I entered approx. 80,000 in income:  approx. & 5k on wife's W2, 58k on our SS, 5.5k pension, 12k IRA dist. I did have a small capital gain loss this year.  No fed. tax was taken from any of the income.  Turbo is showing a AGI of approx. 4k and a tax of $413.  Can this be right?  Took the std deduction.  We are both 74 years in age.

    2 replies

    VolvoGirl
    Level 15
    December 18, 2022

    Did you get the right taxable amounts on the pension and IRA lines?  You need to enter them from the 1099R forms you will get in January.  They can be tricky to enter before you get the 1099R forms. 

    DoninGA
    Level 15
    Level 15
    December 18, 2022

    The taxable amount of your Social Security benefits are limited.

     

    Up to 85% of Social Security Retirement/Disability/Survivors benefits becomes taxable when all your other income plus 1/2 your social security reaches:

    Married Filing Jointly - $32,000
    Single or Head of Household - $25,000
    Married Filing Separately - 0

    VolvoGirl
    Level 15
    December 18, 2022

    That could be right.  You had 22.5k of income (not including ss).  Looks like only a little of your ss is taxable.  Your Standard Deduction is 28,700 leaving you a small taxable income.  Is the 4K your AGI or taxable income?

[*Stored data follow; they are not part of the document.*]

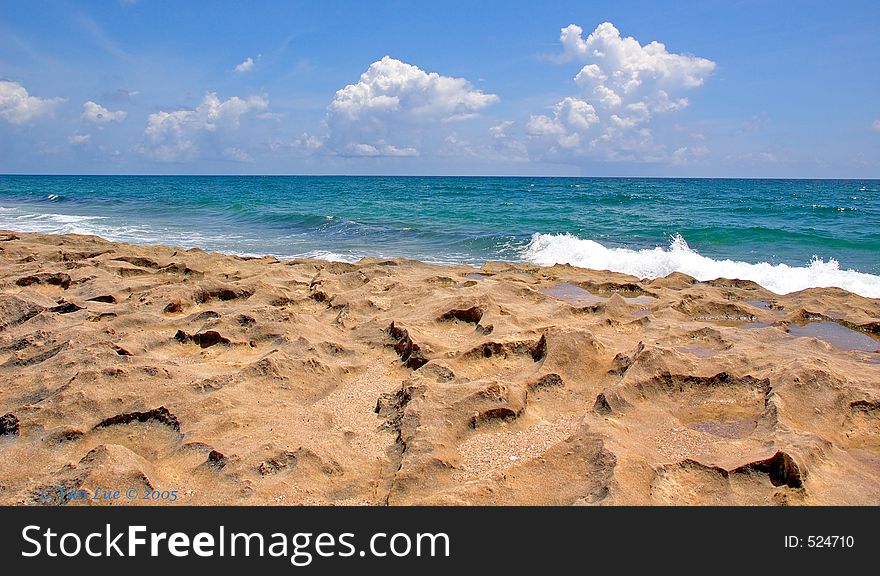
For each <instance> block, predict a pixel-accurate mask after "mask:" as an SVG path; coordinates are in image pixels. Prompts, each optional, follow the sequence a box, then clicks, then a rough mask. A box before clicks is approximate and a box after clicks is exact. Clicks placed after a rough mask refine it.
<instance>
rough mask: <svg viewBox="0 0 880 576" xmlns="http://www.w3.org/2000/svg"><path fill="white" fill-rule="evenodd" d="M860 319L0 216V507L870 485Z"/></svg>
mask: <svg viewBox="0 0 880 576" xmlns="http://www.w3.org/2000/svg"><path fill="white" fill-rule="evenodd" d="M878 332H880V300H876V299H868V298H863V297H860V296H856V295H853V294H850V293H848V292H846V291H843V290H840V289H835V288H827V289H810V290H806V291H803V292H799V293H794V294H789V295H786V296H780V295H776V294H773V293H771V292H769V291H767V290H765V289H763V288H761V287H760V286H758V285H756V284H754V283H750V282H744V281H738V280H725V279H719V280H716V281H711V282H707V283H698V282H695V281H694V280H693V279H692V278H690V277H687V276H684V275H682V274H672V275H670V276H667V277H665V278H660V279H656V280H653V281H646V280H640V279H638V278H634V277H630V276H625V275H621V274H614V273H609V272H599V271H592V270H582V269H577V268H573V267H570V266H554V267H550V268H538V267H535V266H530V265H511V264H505V263H487V264H486V265H485V266H484V267H483V268H482V269H479V270H477V269H473V268H469V267H465V266H432V265H427V264H423V263H419V262H414V261H407V260H371V259H365V260H362V261H361V262H358V263H356V264H346V263H332V262H326V261H318V260H297V261H290V262H288V261H279V260H276V259H274V258H271V257H266V258H260V259H244V258H239V257H234V256H227V255H221V254H211V253H206V252H203V251H201V250H197V249H192V250H184V249H179V248H171V247H138V246H130V245H125V244H115V243H111V242H107V241H105V240H102V239H100V238H95V237H86V236H73V235H71V236H48V235H39V234H23V233H12V232H0V504H43V503H49V504H65V503H88V502H92V503H93V502H94V499H93V498H92V496H94V494H95V493H96V492H97V491H104V490H120V491H122V492H123V493H125V491H126V490H129V489H131V488H135V489H136V490H137V492H138V493H139V494H141V495H142V494H145V493H146V494H150V493H151V492H152V491H153V490H156V491H158V492H160V493H161V492H164V491H169V492H170V491H171V490H176V491H177V494H178V496H177V500H176V502H174V503H175V504H197V505H208V504H365V505H384V504H391V505H401V504H457V505H468V504H534V505H544V504H591V505H595V504H635V505H650V504H734V505H745V504H748V505H751V504H759V505H763V504H860V505H867V504H870V505H878V504H880V353H878V350H880V340H877V334H878ZM58 486H61V487H63V488H64V489H65V490H70V491H74V492H77V493H83V494H86V495H87V496H88V497H89V498H88V499H85V500H70V499H66V498H63V497H60V496H58V494H59V492H58V490H57V487H58ZM116 503H124V504H130V503H134V504H156V503H167V502H161V501H160V502H155V501H151V500H149V499H148V500H142V499H141V498H138V499H137V500H135V501H133V502H130V501H127V500H125V499H124V498H122V499H120V500H117V501H116Z"/></svg>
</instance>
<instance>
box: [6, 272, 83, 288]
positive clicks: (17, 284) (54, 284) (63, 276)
mask: <svg viewBox="0 0 880 576" xmlns="http://www.w3.org/2000/svg"><path fill="white" fill-rule="evenodd" d="M34 284H49V285H51V286H60V287H61V288H63V289H64V290H67V289H68V288H70V276H68V275H67V274H65V273H63V272H54V273H50V272H40V273H39V274H32V275H31V276H25V277H23V278H19V279H18V280H16V281H15V285H16V286H22V287H24V286H32V285H34Z"/></svg>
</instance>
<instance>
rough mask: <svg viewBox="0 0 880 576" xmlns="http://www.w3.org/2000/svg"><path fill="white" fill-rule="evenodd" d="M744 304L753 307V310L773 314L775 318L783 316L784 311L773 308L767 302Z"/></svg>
mask: <svg viewBox="0 0 880 576" xmlns="http://www.w3.org/2000/svg"><path fill="white" fill-rule="evenodd" d="M746 304H748V305H749V306H754V307H755V308H760V309H761V310H767V311H770V312H773V313H774V314H776V315H777V316H782V315H784V314H785V311H784V310H783V309H782V308H779V307H777V306H774V305H773V303H772V302H770V301H769V300H746Z"/></svg>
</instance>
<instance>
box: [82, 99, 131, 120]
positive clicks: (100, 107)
mask: <svg viewBox="0 0 880 576" xmlns="http://www.w3.org/2000/svg"><path fill="white" fill-rule="evenodd" d="M126 115H127V113H126V112H125V110H116V111H115V112H114V111H111V110H107V109H106V108H104V107H103V106H101V105H100V104H98V103H96V102H92V101H91V100H89V101H87V102H85V103H84V104H83V112H82V114H81V116H80V117H81V118H82V119H83V120H88V121H89V122H94V123H95V124H107V123H109V122H122V121H123V120H125V116H126Z"/></svg>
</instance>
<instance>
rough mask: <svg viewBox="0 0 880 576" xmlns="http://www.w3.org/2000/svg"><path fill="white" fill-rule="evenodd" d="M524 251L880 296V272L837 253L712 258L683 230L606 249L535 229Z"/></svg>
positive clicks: (599, 244)
mask: <svg viewBox="0 0 880 576" xmlns="http://www.w3.org/2000/svg"><path fill="white" fill-rule="evenodd" d="M521 256H522V258H523V259H524V260H526V261H528V262H532V263H533V264H538V265H541V266H552V265H553V264H571V265H573V266H580V267H581V268H593V269H596V270H611V271H612V272H621V273H624V274H630V275H632V276H637V277H639V278H659V277H662V276H666V275H668V274H671V273H672V272H682V273H684V274H687V275H688V276H693V277H694V278H696V279H697V280H702V281H705V280H713V279H715V278H736V279H739V280H751V281H753V282H757V283H758V284H760V285H761V286H763V287H764V288H767V289H768V290H771V291H773V292H776V293H777V294H788V293H790V292H797V291H798V290H804V289H805V288H829V287H837V288H843V289H844V290H848V291H850V292H853V293H854V294H859V295H861V296H865V297H867V298H880V276H875V275H873V274H866V273H864V272H857V271H855V270H841V269H840V263H839V262H838V261H837V260H835V259H833V258H830V259H828V260H827V261H825V260H822V259H820V258H818V257H816V256H814V257H813V259H812V260H811V261H810V263H809V265H808V266H789V265H788V264H770V263H769V262H760V263H758V264H752V263H749V262H740V261H736V260H714V259H712V258H708V257H706V256H702V255H700V254H699V253H697V252H696V251H695V250H693V249H692V248H691V247H690V246H688V243H687V241H686V240H685V239H684V238H683V237H682V236H681V235H680V234H676V235H675V236H673V238H672V241H671V242H670V243H669V246H668V247H667V248H662V247H659V246H658V247H656V248H653V249H642V250H632V249H628V248H607V247H605V246H603V245H602V244H599V243H598V242H595V241H593V240H585V239H583V238H578V237H577V236H574V235H573V234H533V235H532V240H531V242H529V244H528V245H527V246H526V247H525V248H524V249H523V251H522V253H521Z"/></svg>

    Up to 85% of Social Security becomes taxable when all your other income plus 1/2 your social security, reaches:

    Married Filing Jointly: $32,000

    Single or head of household: $25,000

    Married Filing Separately: 0

    dougjohaAuthor
    Level 2
    December 21, 2022
     

     

    Douglas Johansen <[email address removed]>

    Mon, Dec 19, 1:51 PM (2 days ago)
     
     
     

     

     

     

    to TurboTax
     

     

     
     
     
     
     
     
    I am confused: You state Up  to 85% of Social Security becomes taxable when all your other income plus 1/2 your social security, reaches:

    Married Filing Jointly: $32,000.  1/2 os SS would be 29k plus wife's W2, Pension & IRA would put me over the $32k unless one of these is not considered income. That total would be approx 51k. Or when you say income is that after the std. deduction?